Given two points in the space $$A=(a_1,a_2,a_3)$$ and $$B=(b_1,b_2,b_3)$$ the distance between them is defined as follows:

the distance between the points $$A$$ and $$B$$ is the module of the vector $$\overrightarrow{AB}$$,

$$\text{d}(A,B)=|\overrightarrow{AB}|= \sqrt{(b_1-a_1)^2+(b_2-a_2)^2+(b_3-a_3)^2}$$$This distance satisfies the following properties: 1. $$\text{d}(A,B)\geqslant0\$$ and $$\ \text{d}(A,B)=0 \Leftrightarrow \ A=B$$ (Positive) 2. $$\text{d}(A,B)=\text{d}(B,A)$$ (Symmetric) 3. $$\text{d}(A,B)\leqslant \text{d}(A,C)+\text{d}(C,B)$$ (Triangular inequality) From this definition we will determine the distance between any two elements of the space, bearing in mind that the distance between any two elements will always be the smallest one.
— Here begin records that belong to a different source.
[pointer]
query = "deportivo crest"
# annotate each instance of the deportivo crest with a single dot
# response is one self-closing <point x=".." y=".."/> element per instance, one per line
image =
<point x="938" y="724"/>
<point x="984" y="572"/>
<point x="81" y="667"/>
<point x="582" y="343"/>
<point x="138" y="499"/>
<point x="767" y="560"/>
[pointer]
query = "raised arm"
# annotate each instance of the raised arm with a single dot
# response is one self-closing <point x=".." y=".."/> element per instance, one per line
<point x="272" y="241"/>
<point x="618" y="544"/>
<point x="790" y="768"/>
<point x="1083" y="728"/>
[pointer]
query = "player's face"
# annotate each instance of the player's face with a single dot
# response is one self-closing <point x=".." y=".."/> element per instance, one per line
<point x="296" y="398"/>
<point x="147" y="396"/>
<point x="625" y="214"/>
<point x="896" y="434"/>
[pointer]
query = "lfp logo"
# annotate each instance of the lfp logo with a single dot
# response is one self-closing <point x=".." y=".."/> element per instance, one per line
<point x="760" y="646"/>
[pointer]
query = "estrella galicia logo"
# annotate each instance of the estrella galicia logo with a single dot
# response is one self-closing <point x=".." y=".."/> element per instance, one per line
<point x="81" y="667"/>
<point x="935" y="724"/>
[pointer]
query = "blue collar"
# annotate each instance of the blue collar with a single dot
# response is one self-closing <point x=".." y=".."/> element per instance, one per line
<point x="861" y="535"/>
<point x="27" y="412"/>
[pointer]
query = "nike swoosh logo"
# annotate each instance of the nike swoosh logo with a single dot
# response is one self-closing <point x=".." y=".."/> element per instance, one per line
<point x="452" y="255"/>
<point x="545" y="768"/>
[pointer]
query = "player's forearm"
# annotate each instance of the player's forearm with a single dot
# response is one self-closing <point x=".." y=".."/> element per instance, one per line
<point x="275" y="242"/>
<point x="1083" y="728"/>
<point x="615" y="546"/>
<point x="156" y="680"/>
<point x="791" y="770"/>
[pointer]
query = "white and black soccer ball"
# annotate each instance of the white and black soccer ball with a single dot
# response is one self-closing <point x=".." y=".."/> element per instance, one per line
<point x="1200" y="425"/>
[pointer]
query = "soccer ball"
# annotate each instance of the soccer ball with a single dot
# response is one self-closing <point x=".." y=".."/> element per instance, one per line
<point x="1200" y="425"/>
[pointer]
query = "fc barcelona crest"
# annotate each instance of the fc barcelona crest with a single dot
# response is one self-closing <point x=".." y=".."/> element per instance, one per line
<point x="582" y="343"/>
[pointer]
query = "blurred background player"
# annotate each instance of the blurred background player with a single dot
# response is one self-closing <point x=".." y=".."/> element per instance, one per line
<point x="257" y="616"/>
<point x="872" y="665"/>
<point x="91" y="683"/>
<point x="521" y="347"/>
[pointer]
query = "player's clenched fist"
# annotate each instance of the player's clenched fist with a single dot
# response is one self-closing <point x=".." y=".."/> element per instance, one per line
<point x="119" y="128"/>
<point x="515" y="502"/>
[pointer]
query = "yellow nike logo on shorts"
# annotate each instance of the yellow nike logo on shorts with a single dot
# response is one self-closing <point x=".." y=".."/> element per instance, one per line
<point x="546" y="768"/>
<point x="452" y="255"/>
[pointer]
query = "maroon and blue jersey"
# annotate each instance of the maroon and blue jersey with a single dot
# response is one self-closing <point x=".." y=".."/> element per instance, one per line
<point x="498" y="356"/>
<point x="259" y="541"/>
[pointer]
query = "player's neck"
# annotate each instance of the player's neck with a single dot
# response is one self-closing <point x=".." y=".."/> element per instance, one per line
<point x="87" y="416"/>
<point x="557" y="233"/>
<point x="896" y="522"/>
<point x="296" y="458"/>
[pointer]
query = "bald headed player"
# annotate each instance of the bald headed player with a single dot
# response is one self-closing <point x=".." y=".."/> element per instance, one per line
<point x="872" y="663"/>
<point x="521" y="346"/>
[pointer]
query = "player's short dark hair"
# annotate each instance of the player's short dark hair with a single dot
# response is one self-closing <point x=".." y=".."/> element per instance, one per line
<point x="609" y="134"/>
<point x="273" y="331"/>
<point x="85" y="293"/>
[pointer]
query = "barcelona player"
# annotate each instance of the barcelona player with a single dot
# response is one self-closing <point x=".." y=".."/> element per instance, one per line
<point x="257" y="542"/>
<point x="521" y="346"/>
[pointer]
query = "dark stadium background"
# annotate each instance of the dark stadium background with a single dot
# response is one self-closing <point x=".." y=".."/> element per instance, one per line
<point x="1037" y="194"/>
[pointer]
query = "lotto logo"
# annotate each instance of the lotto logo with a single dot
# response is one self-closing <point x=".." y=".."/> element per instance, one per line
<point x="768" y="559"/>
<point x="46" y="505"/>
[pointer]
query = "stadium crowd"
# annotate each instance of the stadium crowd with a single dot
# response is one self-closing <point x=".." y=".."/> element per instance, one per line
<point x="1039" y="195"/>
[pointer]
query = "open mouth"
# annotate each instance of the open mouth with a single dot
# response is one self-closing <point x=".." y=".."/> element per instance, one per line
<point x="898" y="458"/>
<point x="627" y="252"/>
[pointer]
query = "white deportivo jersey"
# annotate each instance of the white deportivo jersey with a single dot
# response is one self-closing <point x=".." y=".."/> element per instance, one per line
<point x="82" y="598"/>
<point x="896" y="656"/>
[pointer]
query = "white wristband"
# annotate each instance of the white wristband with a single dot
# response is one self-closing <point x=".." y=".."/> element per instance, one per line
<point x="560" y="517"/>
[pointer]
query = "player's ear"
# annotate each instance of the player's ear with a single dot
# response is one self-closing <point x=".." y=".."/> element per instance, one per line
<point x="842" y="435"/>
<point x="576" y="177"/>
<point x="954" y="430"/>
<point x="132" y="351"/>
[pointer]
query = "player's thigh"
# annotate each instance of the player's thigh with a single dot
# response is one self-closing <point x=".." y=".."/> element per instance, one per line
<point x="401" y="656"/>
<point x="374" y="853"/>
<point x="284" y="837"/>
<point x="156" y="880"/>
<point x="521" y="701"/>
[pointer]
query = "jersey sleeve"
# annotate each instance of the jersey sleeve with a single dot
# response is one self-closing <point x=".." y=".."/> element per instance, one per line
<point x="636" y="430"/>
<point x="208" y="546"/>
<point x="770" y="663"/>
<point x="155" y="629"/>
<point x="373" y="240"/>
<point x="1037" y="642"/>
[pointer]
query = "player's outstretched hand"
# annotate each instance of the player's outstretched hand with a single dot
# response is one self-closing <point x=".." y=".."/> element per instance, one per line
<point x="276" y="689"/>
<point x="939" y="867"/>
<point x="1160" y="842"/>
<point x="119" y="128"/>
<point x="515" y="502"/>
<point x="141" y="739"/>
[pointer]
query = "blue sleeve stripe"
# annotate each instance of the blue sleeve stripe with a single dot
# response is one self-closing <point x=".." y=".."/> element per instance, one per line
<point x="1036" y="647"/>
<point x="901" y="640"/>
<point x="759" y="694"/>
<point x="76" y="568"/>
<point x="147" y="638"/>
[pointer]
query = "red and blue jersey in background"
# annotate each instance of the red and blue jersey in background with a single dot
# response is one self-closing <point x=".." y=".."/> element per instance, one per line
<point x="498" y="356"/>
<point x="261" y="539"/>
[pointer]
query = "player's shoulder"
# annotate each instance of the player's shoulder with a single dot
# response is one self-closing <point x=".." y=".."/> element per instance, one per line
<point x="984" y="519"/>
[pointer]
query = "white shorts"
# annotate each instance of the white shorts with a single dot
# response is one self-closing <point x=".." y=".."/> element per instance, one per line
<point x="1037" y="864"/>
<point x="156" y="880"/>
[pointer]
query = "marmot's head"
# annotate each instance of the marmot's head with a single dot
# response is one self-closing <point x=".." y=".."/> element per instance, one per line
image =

Calculate the distance between the points $$A = (0, 2, 0)$$ and $$B = (7, 2, -1)$$. We can apply the formula: $$\begin{array}{rl} \text{d}(A,B)=& |\overrightarrow{AB}|=\sqrt{(b_1-a_1)^2+(b_2-a_2)^2 +(b_3-a_3)^2} \\ =&\sqrt{(7-0)^2+(2-2)^2+(-1-0)^2}=\sqrt{50} \end{array}$$$